Clause 5, which amends the act to make it an offence regardless of whether the person intends to cause an insanitary condition, raises some challenging issues about personal responsibility and understanding of the nature or severity of impact on others. Indeed, it raises issues of criminal responsibility and understanding of right and wrong, considering that it is accepted that most acts of hoarding occur as a mental health disorder aligned with obsessive compulsive disorders.

However, the proposed code of practice, the strong community advocacy expressed in the Canberra Living Conditions Network members and other providers, and the ongoing functions of the hoarding case management group or its future iterations, provide me with assurances that, again, criminal or punitive sanctions will be the absolute last resort, particularly for socially isolated or otherwise vulnerable people.

As I have said in a range of debates that may be seen to encroach on vulnerable members of our community this year, the ACT Greens will maintain our connections to community service providers and remain open to reviewing or seeking further amendments at a later stage if the application of the bill does not turn out as it is envisaged.

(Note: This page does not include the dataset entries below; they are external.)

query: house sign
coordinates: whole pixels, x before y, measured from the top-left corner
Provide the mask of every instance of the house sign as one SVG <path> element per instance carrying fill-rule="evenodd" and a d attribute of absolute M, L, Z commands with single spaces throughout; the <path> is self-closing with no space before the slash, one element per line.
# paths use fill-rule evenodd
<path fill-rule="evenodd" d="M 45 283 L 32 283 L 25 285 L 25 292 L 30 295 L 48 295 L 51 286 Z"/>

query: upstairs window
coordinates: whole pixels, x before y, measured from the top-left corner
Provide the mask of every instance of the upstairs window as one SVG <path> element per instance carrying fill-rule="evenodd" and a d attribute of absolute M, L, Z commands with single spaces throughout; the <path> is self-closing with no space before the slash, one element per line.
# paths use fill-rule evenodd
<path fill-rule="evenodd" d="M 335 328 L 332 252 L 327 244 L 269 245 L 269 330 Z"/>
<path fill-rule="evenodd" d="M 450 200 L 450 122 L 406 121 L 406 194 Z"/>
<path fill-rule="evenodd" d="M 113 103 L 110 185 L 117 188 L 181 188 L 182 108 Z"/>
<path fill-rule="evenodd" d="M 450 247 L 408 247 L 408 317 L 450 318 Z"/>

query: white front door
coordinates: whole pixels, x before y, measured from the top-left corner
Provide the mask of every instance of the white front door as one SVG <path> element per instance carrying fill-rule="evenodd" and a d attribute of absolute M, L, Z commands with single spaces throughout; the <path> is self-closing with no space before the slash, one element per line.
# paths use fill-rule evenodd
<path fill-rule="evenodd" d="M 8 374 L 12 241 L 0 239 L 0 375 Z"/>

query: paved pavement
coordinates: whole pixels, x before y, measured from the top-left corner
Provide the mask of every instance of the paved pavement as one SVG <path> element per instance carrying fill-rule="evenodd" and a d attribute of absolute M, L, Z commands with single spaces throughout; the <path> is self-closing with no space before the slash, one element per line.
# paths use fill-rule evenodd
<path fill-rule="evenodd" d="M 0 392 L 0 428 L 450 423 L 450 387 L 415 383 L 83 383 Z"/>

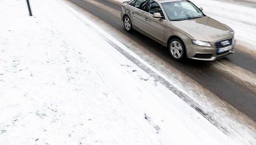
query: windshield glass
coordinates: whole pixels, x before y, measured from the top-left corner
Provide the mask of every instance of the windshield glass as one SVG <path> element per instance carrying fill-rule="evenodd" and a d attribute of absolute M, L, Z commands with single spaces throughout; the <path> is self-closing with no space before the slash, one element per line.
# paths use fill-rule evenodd
<path fill-rule="evenodd" d="M 170 21 L 189 19 L 204 16 L 194 4 L 189 1 L 176 1 L 162 3 Z"/>

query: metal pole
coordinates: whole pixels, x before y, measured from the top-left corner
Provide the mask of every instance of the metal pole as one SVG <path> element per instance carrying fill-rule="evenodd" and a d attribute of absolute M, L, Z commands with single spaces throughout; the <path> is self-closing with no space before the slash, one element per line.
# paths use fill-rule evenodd
<path fill-rule="evenodd" d="M 30 5 L 29 4 L 29 1 L 27 0 L 27 3 L 28 3 L 28 11 L 29 11 L 29 16 L 32 16 L 32 12 L 31 12 Z"/>

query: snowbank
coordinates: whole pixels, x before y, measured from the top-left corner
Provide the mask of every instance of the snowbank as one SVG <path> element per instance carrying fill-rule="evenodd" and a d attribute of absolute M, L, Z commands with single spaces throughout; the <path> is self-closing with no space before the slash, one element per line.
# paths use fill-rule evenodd
<path fill-rule="evenodd" d="M 0 144 L 231 141 L 164 87 L 142 86 L 130 72 L 148 75 L 86 17 L 57 1 L 30 2 L 33 17 L 25 1 L 0 1 Z"/>

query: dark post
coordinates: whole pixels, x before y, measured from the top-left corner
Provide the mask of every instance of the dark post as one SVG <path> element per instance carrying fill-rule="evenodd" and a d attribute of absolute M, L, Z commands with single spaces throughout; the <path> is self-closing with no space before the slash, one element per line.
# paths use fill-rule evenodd
<path fill-rule="evenodd" d="M 31 12 L 30 5 L 29 4 L 29 1 L 27 0 L 27 3 L 28 3 L 28 11 L 29 11 L 29 16 L 32 16 L 32 12 Z"/>

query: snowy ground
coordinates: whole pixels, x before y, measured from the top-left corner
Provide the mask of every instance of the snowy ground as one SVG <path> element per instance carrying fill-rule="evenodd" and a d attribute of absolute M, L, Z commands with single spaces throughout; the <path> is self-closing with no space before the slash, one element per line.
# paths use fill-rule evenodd
<path fill-rule="evenodd" d="M 122 3 L 125 0 L 113 0 Z M 227 24 L 234 31 L 236 43 L 242 46 L 239 49 L 248 49 L 256 54 L 256 5 L 255 1 L 192 0 L 203 12 L 221 23 Z M 251 4 L 251 3 L 252 3 Z"/>
<path fill-rule="evenodd" d="M 234 144 L 86 17 L 30 2 L 0 1 L 0 144 Z"/>

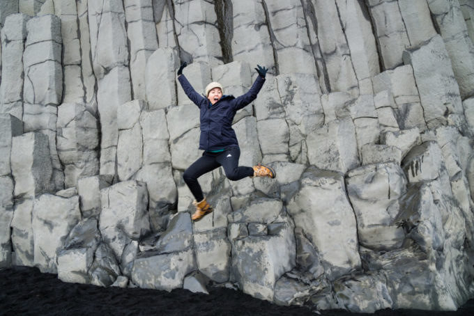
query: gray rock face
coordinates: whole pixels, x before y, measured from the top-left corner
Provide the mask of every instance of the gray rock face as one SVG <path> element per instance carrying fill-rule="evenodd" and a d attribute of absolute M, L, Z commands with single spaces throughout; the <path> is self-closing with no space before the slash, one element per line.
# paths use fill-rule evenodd
<path fill-rule="evenodd" d="M 82 221 L 72 228 L 58 252 L 58 278 L 63 282 L 89 283 L 89 270 L 100 243 L 97 220 Z"/>
<path fill-rule="evenodd" d="M 118 259 L 132 240 L 138 240 L 150 230 L 146 186 L 143 182 L 125 181 L 102 189 L 100 193 L 99 229 Z"/>
<path fill-rule="evenodd" d="M 0 2 L 0 267 L 356 313 L 474 296 L 471 1 Z M 185 61 L 199 94 L 268 69 L 232 128 L 277 173 L 202 175 L 196 222 Z"/>
<path fill-rule="evenodd" d="M 258 223 L 267 228 L 265 234 L 249 231 L 247 236 L 231 235 L 229 239 L 231 278 L 244 292 L 268 301 L 273 299 L 277 280 L 295 265 L 293 224 L 282 206 L 278 200 L 257 200 L 229 215 L 231 223 Z"/>
<path fill-rule="evenodd" d="M 57 148 L 64 166 L 66 187 L 77 187 L 81 177 L 98 173 L 98 127 L 86 104 L 66 103 L 58 108 Z"/>
<path fill-rule="evenodd" d="M 360 267 L 356 219 L 344 189 L 340 173 L 309 170 L 303 175 L 301 189 L 287 206 L 295 226 L 303 229 L 318 249 L 332 278 Z"/>
<path fill-rule="evenodd" d="M 346 183 L 357 219 L 359 243 L 374 250 L 400 247 L 405 235 L 393 219 L 399 211 L 398 199 L 404 193 L 406 180 L 398 164 L 372 164 L 351 170 Z"/>
<path fill-rule="evenodd" d="M 109 286 L 120 276 L 120 267 L 114 258 L 113 251 L 101 243 L 94 255 L 94 262 L 89 271 L 91 284 L 98 286 Z"/>
<path fill-rule="evenodd" d="M 10 225 L 13 219 L 13 180 L 9 176 L 0 177 L 0 267 L 11 264 Z"/>
<path fill-rule="evenodd" d="M 8 1 L 13 2 L 15 1 Z M 5 12 L 3 10 L 0 11 Z M 5 19 L 1 29 L 1 113 L 10 113 L 20 120 L 23 117 L 22 57 L 27 34 L 26 22 L 29 19 L 29 17 L 23 14 L 10 15 Z"/>
<path fill-rule="evenodd" d="M 410 46 L 398 3 L 390 0 L 368 0 L 367 3 L 376 26 L 383 68 L 393 69 L 402 65 L 402 54 Z"/>
<path fill-rule="evenodd" d="M 169 292 L 183 287 L 185 276 L 195 269 L 190 249 L 163 254 L 144 253 L 134 262 L 132 280 L 140 287 Z"/>
<path fill-rule="evenodd" d="M 57 273 L 56 253 L 80 219 L 77 196 L 63 198 L 43 194 L 35 200 L 31 218 L 34 264 L 42 272 Z"/>
<path fill-rule="evenodd" d="M 448 115 L 462 111 L 459 87 L 441 36 L 433 37 L 426 45 L 406 50 L 404 61 L 413 68 L 428 127 L 445 125 Z"/>
<path fill-rule="evenodd" d="M 77 193 L 82 217 L 98 216 L 100 214 L 100 190 L 109 187 L 112 180 L 110 176 L 94 175 L 82 177 L 77 181 Z"/>
<path fill-rule="evenodd" d="M 445 3 L 429 0 L 428 5 L 450 55 L 461 97 L 471 97 L 474 94 L 471 67 L 474 63 L 474 45 L 468 34 L 459 2 L 450 1 Z"/>

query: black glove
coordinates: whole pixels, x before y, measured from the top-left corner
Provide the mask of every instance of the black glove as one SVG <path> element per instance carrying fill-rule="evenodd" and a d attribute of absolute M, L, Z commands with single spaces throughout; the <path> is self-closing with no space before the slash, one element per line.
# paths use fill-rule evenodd
<path fill-rule="evenodd" d="M 179 68 L 178 70 L 178 75 L 179 76 L 180 74 L 183 74 L 183 70 L 184 69 L 185 67 L 188 65 L 188 63 L 185 61 L 181 64 L 181 67 Z"/>
<path fill-rule="evenodd" d="M 265 66 L 263 66 L 263 68 L 261 68 L 260 65 L 257 65 L 257 67 L 258 67 L 258 68 L 255 68 L 255 70 L 257 70 L 257 72 L 259 73 L 259 75 L 260 75 L 260 77 L 261 77 L 262 78 L 265 78 L 265 76 L 266 75 L 266 72 L 268 72 L 268 70 L 266 69 Z"/>

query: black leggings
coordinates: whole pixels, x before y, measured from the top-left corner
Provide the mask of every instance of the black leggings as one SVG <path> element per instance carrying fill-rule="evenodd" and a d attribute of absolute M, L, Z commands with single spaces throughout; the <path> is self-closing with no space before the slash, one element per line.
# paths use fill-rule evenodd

I also appreciate that the new sections relating to abatement orders maintain the oversight and decision-making power of the Magistrates Court, which is also a clear acknowledgement of the potential complexity of these cases. In a similar approach, it is also positive to allow for the proposed new code of practice to be a disallowable instrument, thereby ensuring the ongoing attention and consideration of the Assembly.

As I have said, it is a credit to ACT Health that they have spent the time and energy to work with a range of government and non-government agencies to engender this level of trust and professional respect, such that a bill like this could be presented and debated in such a short period. The ACT Greens will therefore be supporting this bill, in recognition that any actions taken under this new triage of responses will be similarly in the same vein of consultation, collaboration and coordination.

MS LAWDER (Brindabella) (10.54): I am pleased to speak today on the Public Health Amendment Bill 2016 which amends the Public Health Act 1997. Specifically, the bill seeks to amend the act to allow the minister to determine a code of practice setting out guidelines for the Chief Health Officer about the public health management of insanitary conditions caused by hoarding and domestic squalor, to improve administrative mechanisms so that the ACT Magistrates Court can respond to allegations of insanitary conditions, and to correct an oversight in the structuring of an offence provision for causing or suffering an insanitary condition.